Symbolic ground breaking for third Chicago airport

April 21, 2012 8:48:45 PM PDT
Nothing firm has been approved in the plans for a third airport in far south suburban Peotone, but that did not stop Congressman Jesse Jackson, Jr. from taking shovel in hand Saturday for what was billed as an unofficial and symbolic ground breaking.

The project has the support of Governor Quinn who's been working to buy the land and gain approval from the FAA. But there continue to be questions about how airport construction would be funded.

The symbolic ground breaking took place at the site of the proposed airport.

"Together we can and we will strengthen our common economic destiny," Jackson said.

Jackson was joined by supporters, who say a third airport could bring an economic windfall.

"It helps the people," said Peotone airport supporter Elease Jackson. "It's good for everyone. More jobs, jobs, jobs."

"This project is bigger than just the start of a 12,000-foot runway and a five-gate terminal.
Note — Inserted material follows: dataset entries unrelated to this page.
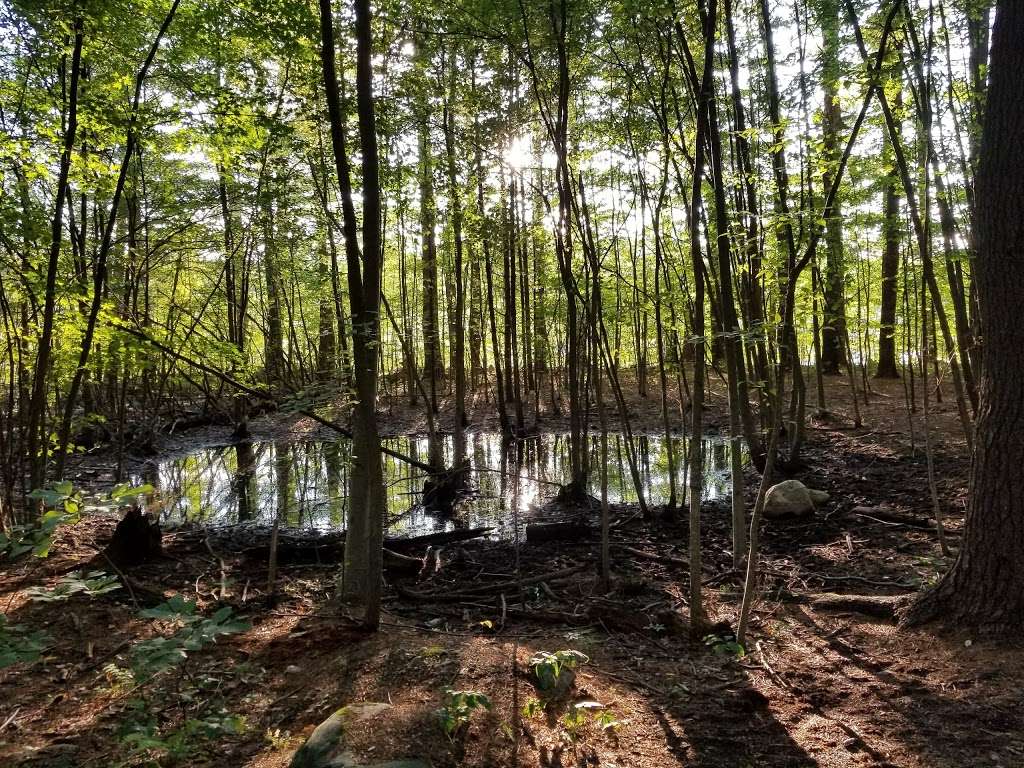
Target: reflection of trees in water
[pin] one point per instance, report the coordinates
(306, 483)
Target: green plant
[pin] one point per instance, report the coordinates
(548, 667)
(196, 631)
(532, 708)
(459, 705)
(64, 506)
(606, 721)
(91, 584)
(573, 721)
(725, 644)
(18, 643)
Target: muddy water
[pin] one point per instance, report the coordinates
(304, 483)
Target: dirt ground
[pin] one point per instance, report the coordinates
(814, 687)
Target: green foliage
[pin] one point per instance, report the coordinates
(64, 507)
(19, 644)
(532, 708)
(586, 713)
(195, 632)
(91, 584)
(549, 667)
(459, 706)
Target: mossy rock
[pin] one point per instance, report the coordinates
(326, 747)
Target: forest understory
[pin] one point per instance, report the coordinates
(820, 683)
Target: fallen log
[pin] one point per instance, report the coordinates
(304, 546)
(667, 559)
(879, 606)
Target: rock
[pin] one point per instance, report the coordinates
(326, 747)
(792, 499)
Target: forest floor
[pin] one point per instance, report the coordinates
(815, 687)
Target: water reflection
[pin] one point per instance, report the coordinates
(304, 483)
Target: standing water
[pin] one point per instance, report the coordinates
(305, 483)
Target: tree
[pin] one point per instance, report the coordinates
(365, 541)
(985, 586)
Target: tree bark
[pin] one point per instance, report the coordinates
(985, 586)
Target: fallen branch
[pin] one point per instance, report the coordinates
(449, 596)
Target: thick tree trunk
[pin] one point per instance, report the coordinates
(985, 586)
(834, 330)
(37, 404)
(361, 577)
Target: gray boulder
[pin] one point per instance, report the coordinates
(792, 499)
(326, 747)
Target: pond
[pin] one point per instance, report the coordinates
(305, 483)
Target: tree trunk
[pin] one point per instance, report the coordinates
(365, 541)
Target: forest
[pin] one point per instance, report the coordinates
(558, 383)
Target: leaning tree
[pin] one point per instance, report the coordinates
(985, 586)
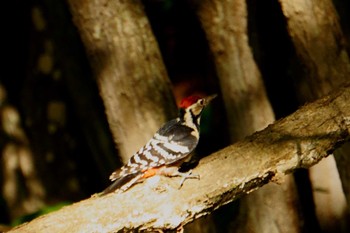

This project has the capacity to transform the south land and give balanced economic growth to Chicago to this region, for which we have for too long waited," Jackson said.

The event drew protestors as well, many of whom are local farmers whose livelihoods would be affected.

"To run the AG economy out of here for no reason just doesn't make sense," said farmer Robert Ogalla.

The gathering comes two days after United Airlines CEO Jeff Smisek said there was no demand for a third Chicago-area airport and that any such project would hurt growth at O'Hare.

"He's right about Peotone," Chicago Mayor Rahm Emanuel said earlier this week. "There have been negotiations in the process about making sure O'Hare is modernized, and I'm committed to that."

Jackson says United is simply trying to push out competing airlines that would benefit from a third airport.

The project, he says, would be privately-funded by Canadian developer SNC-Lavalin, which has come under fire after a consultant allegedly tried to smuggle Moammar Gadhafi's son into Mexico.

Will County officials also dispute Jackson's claim that the $700 million needed for the project would be backed by the Canadian government.

"We've been in contact with officials in the government of Canada, and they disclosed to us that there is no guarantee by the government of Canada," said Will County board member Cory Singer.

Saturday, Jackson said the private money would come from multiple sources.

"I'm confident that the funding for this project is very secure," he said. "Any one of these entities could build this airport all by themselves."

Will County officials say they're not opposed to a third airport, just the way Congressman Jackson is going about it. They want local control of the project.

Jackson has appointed his own oversight board.